I’m so glad I’m relatively unbound in my life so I can do nothing but read or research for hours on end. I have no idea what I’d do with myself if I actually had a job to get in the way of my desire to compulsively Google anything and everything. But with freedom comes much responsibility, I suppose. I have to rein in my urge to one-click order books online and live at Borders since I don’t have much money flowing into my account. But I’m currently pondering the efficacy of using the stock market (and my not-yet gained ability to make money from it) to give me the financial fuel to accomplish my life goal of being a constant student. And my breadth of knowledge in many different areas would lend itself well to trying my hand at being a freelance writer, too.
The secret to lifelong wealth could possibly be held in any one of my many interests, so I like to use that to rationalize my insatiable hunger for an ever-growing collection of books and browsing tabs. I wonder if there’s a market for a “gister”, that is, someone who can give you the gist of something real quick like. I’d have no problem whoring my brain out in that manner.

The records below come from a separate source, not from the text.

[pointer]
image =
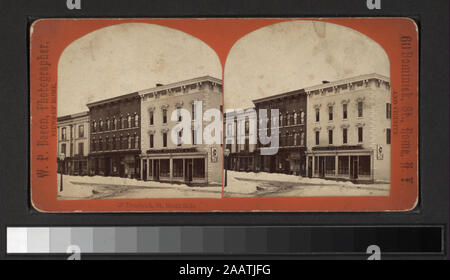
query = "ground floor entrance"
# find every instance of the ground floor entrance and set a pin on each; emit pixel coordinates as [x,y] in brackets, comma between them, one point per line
[350,165]
[188,168]
[287,161]
[125,165]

So if anybody wants anything neatly encased in a nutshell for them, don’t hesitate to come a-callin’. I could really use the cash.
2 Comments

I'm cool and I write things that are awesome! and i like to use the word awesome!
See but Lucy’s trick was to stuff the candies in her hat… Get yourself a Lincoln-esque stovepipe and keep your books up there so you’ll never be far from learning. That and the added pressure on your neck will make you think twice about clicking on “users who bought this also bought:”
So… what are your prices? Are we talking iTunes prices here, a dollar a gist? Or will it be more of a monthly service? Unlimited gisting for a small monthly or a larger one-time fee? I could do with a good gister in my life.
I admire your quest for knowlege and wish I too could pursue my numerous interests, but I’m one of those unfortunant people who do work a full time job and can barely keep up. I keep ordering books off Amazon and never getting around to reading them. It’s maddeningly frustrating!